Drop the Gloves Son!...Even if it Costs you the Game

Ben DoverContributor IDecember 21, 2008

After last nights Maple Leafs win, the long winded and gibbering Don Cherry came out blasting young Andre Deveaux for not fighting Pittsburgh's Goddard. The score at the time was 4-1 to the Leafs. The Pens were down, looking for a spark. They tapped the enforcer Goddard on the shoulder and ask him to goon it up, knock down Devereux, his opposite number, get the crowd going and have the Pens try and turn it around. Deveaux looks to the bench, lowers his head and plays a rag doll, no fight, no penalty. More importantly no emotional resurgence from the Pens and they were routed 7-2.
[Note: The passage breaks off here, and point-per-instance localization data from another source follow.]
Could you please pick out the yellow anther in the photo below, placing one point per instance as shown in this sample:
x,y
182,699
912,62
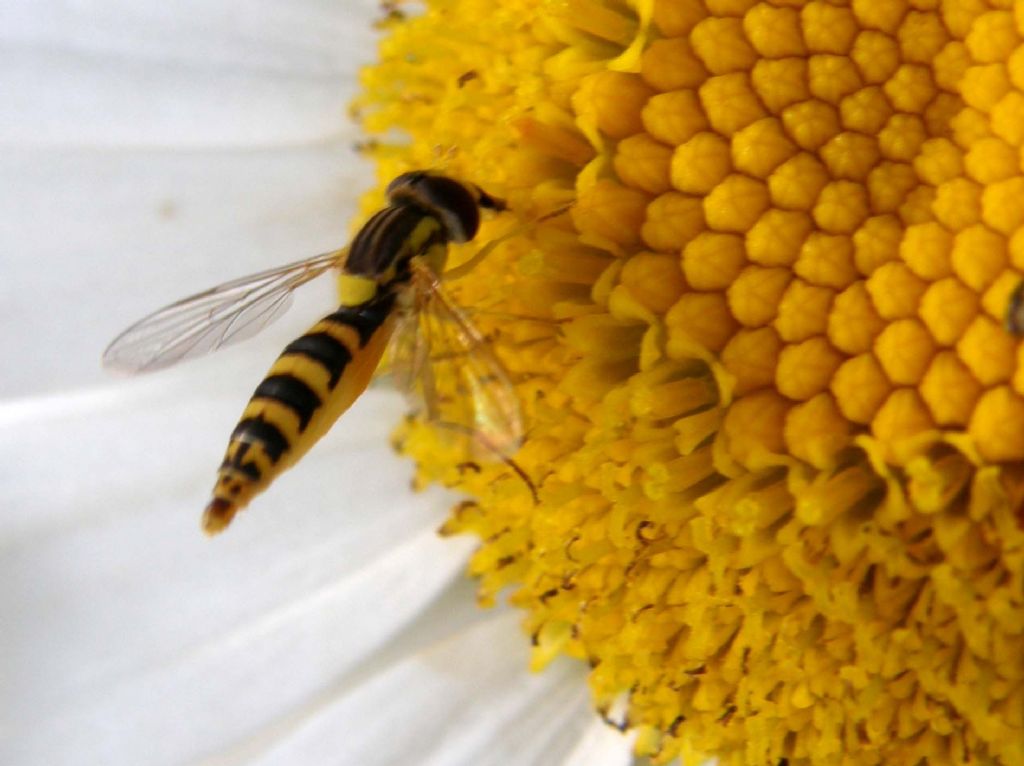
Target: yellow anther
x,y
1000,205
816,431
842,207
806,369
654,280
904,349
979,256
987,350
761,146
922,36
947,308
997,425
671,64
983,86
803,312
910,88
610,212
643,163
889,185
877,242
615,99
990,160
927,249
895,290
1007,117
826,260
675,117
798,181
774,33
700,317
712,260
950,64
851,155
676,18
853,322
811,123
902,137
949,390
957,204
886,16
751,356
754,297
780,82
735,204
901,417
827,29
672,220
721,44
876,54
860,386
778,237
993,37
730,102
754,426
700,164
832,78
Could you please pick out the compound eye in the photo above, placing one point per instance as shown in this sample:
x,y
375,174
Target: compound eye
x,y
403,182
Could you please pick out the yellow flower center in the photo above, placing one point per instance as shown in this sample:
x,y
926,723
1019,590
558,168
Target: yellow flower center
x,y
773,415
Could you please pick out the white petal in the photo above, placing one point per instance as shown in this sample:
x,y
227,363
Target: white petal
x,y
128,637
92,241
465,699
150,151
187,73
126,627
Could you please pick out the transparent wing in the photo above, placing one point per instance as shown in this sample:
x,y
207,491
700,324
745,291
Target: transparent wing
x,y
213,318
440,359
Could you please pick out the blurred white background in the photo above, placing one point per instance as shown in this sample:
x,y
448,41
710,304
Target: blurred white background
x,y
148,151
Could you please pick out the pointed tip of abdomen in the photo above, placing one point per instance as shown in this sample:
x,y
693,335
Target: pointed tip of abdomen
x,y
218,515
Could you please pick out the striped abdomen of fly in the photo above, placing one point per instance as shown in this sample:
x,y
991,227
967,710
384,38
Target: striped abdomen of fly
x,y
320,375
312,383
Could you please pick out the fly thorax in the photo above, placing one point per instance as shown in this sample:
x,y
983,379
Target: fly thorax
x,y
355,290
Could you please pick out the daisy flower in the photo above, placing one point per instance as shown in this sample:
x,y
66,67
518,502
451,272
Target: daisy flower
x,y
769,359
147,152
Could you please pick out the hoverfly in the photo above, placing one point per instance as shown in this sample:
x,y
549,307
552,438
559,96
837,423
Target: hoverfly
x,y
390,297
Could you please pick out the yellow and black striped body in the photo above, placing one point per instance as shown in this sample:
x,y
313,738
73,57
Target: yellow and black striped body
x,y
320,375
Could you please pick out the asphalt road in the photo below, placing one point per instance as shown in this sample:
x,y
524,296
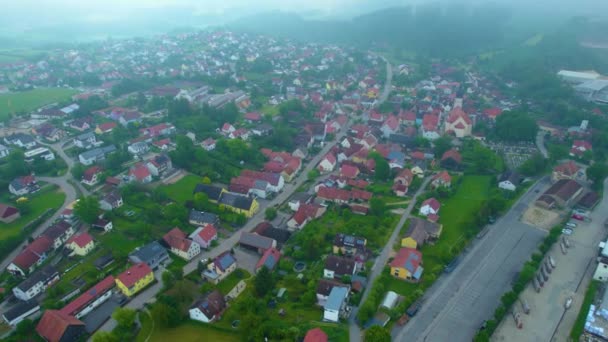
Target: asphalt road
x,y
354,331
459,302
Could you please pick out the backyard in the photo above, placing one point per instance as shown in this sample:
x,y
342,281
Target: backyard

During the melee commentators were acknowledging the "smart" play of Deveaux for not throwing back, for keeping a level head, keeping six guys on the ice and keep the momentum on the Leafs side. Don Cherry on the other hand was as mad as a cut snake. Taking his last CBC sanctioned five minutes to literally call the Leafs a "disgrace", his venom spitting on the camera lens.

Here in lies the absolute farce that is the fighting laws in hockey, the unwritten laws and 'code' that runs the sport. Putting a player in two minds as to fight? If he fights, he gets two minutes in the box, but keeps his reputation. If he does not fight, he keeps a man advantage, a possible power play goal, but loses his respect.

It is a tough dilemma especially as reports come in that Wilson told Devereux not to fight. Deveaux plays regularly for the AHL, he is trying desperately to make a good impression on his hard master Wilson to earn a regular spot. Who does he obey—150 years of hockey code or his coach?

The answer here is quite simple. Players are allowed to fight, no penalties. This would be a social nightmare for the NHL, but in reality, how many players actually get hurt fighting? Trying to hit a guys head with the padding on it virtually impossible. It is tough enough to keep balance and skate, more so fighting on ice.